In her contribution to Modern Fashion Traditions, Janaki Turaga writes: "In clothing and fashion there has been a sea-change in the clothing styles of communities and people that reflects clear negotiation between tradition and modernity, a marked transition from traditional to modern, and multiple fashion trends.

"It is argued that this era is characteriSed by the critical rethinking and interpretation of nearly all elements of life and society, and the redefining of the value systems that structure lives and lifestyles. This critical recasting process is reflected in the more visible areas of religion, fashion and modes of articulation in the realm of popular culture."

However sometimes, when these symbols become fashionable to the extent that they become commodified these symbols may begin to lose their intrinsic value. Its value is now only in its status as fashionable.

Therein lies the rub.

Since the beginning of this century, as a by-product of globalisation, there has been a burgeoning of the "secularised sacred".

According to Turaga, in some cases, the wearer of symbols, "crosses the traditional rules of engagement with the sacred, taking elements of it into the non-sacred domain, which ironically proclaims the fashionableness of the wearer, while at the same time proclaiming and underscoring his or her underlying religious and spiritual beliefs".

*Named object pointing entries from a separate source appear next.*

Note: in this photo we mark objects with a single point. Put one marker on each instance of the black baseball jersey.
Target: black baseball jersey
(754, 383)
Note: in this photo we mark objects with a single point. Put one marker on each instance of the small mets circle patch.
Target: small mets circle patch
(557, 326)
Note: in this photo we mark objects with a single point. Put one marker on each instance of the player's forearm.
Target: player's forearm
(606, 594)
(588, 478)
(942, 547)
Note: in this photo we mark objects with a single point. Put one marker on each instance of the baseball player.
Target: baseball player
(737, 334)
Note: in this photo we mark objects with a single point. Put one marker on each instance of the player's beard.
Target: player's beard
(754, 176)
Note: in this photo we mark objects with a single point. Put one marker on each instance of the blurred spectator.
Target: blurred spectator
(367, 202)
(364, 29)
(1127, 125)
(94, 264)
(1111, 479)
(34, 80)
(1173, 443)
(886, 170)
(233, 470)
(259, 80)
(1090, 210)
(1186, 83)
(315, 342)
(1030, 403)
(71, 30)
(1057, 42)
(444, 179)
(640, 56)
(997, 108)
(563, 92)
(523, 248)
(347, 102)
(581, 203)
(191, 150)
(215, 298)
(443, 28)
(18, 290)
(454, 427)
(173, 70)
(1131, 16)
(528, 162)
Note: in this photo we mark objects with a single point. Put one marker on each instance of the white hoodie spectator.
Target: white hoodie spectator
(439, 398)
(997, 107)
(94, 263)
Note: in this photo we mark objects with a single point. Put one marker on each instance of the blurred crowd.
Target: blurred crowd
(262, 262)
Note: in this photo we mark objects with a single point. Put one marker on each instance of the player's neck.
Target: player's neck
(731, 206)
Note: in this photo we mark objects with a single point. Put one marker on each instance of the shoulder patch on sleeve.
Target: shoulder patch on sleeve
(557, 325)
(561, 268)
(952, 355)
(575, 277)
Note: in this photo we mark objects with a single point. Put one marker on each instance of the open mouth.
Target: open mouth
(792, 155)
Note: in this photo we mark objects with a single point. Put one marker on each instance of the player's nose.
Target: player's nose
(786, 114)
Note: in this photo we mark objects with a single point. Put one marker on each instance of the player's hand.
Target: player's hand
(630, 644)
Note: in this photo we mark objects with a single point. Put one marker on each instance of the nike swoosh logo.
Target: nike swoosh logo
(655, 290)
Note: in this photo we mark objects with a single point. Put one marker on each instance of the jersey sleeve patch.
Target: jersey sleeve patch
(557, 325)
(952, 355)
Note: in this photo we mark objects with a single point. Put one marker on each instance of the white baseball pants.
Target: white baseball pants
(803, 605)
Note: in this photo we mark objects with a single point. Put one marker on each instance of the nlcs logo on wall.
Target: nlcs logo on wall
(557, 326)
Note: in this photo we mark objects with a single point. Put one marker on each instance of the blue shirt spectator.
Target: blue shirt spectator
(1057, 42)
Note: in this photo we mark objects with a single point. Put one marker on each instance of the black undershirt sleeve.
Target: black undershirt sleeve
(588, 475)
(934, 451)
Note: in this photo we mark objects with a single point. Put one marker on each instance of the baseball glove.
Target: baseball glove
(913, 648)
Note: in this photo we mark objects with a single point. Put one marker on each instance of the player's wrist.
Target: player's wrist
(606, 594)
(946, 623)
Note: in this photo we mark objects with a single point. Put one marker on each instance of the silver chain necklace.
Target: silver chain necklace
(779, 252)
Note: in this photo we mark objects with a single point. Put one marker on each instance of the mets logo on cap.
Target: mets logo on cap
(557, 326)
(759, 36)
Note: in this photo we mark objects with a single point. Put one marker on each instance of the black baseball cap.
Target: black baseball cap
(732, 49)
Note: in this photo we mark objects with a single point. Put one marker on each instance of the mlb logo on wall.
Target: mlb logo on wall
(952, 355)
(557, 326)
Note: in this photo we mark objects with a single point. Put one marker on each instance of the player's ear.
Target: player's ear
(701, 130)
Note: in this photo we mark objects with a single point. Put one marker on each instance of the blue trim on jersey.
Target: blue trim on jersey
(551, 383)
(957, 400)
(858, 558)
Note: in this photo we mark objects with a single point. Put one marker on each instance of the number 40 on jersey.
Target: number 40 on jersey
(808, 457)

She writes that in this sense, the "secularised" sacred is still an element of the sacred (object, image, text, verse and so on) that despite being desacralised, still retains in its new "secular" avatar, some of its sacredness, which functions as its identifying marker.

"The sacred is exclusive, while the secularised sacred is more inclusive, with unrestricted usage and open accessibility to all in the public domain which gives it the secular identity marker."

Turaga also points out that while wearing significant symbols as fashion may be considered, "cool", some wearers may not be aware of the cultural taboos regarding the usage of these symbols in daily life, viewing them merely from a fashion and aesthetic point of view.

In the context of Fiji, where there has been a critical response by some to what they consider to be the (mis)appropriation of Oceanic (Pacific) cultural symbols by Disney in the movie Moana; there has been much conversation on the issue of protecting traditional knowledge and the symbols that give our cultures meaning.

In the context of fashion, Craik and Turaga write that visual elements that have deep, mystical meanings in their culture of origin, unknown except to those steeped in the culture are extracted from those dense meaning systems and then paraded as commodities down fashion street cloaked in new mythologies and exogenous narratives.

Images, symbols, myths are manipulated for marketing purposes. And we buy into them - our own and those of others.

As we prepare to enter a new year, perhaps this is the time for all of us to take a step back and look at ourselves - what we wear, and what it mean to ourselves and to others; not just in terms of fashion and how we dress, but in terms of how we value symbols of others and our own.

Each of us is making a statement by what we chose to wear. Is it a decoration, a fashion statement? Or is it a declaration of what we value, what we find meaning in and what we stand for?

"Simplicity, serenity, spontaneity."

* Reverend James Bhagwan is an ordained Methodist minister and a citizen journalist. The opinions expressed in this column do not necessarily reflect the opinions of the Methodist Church in Fiji or this newspaper.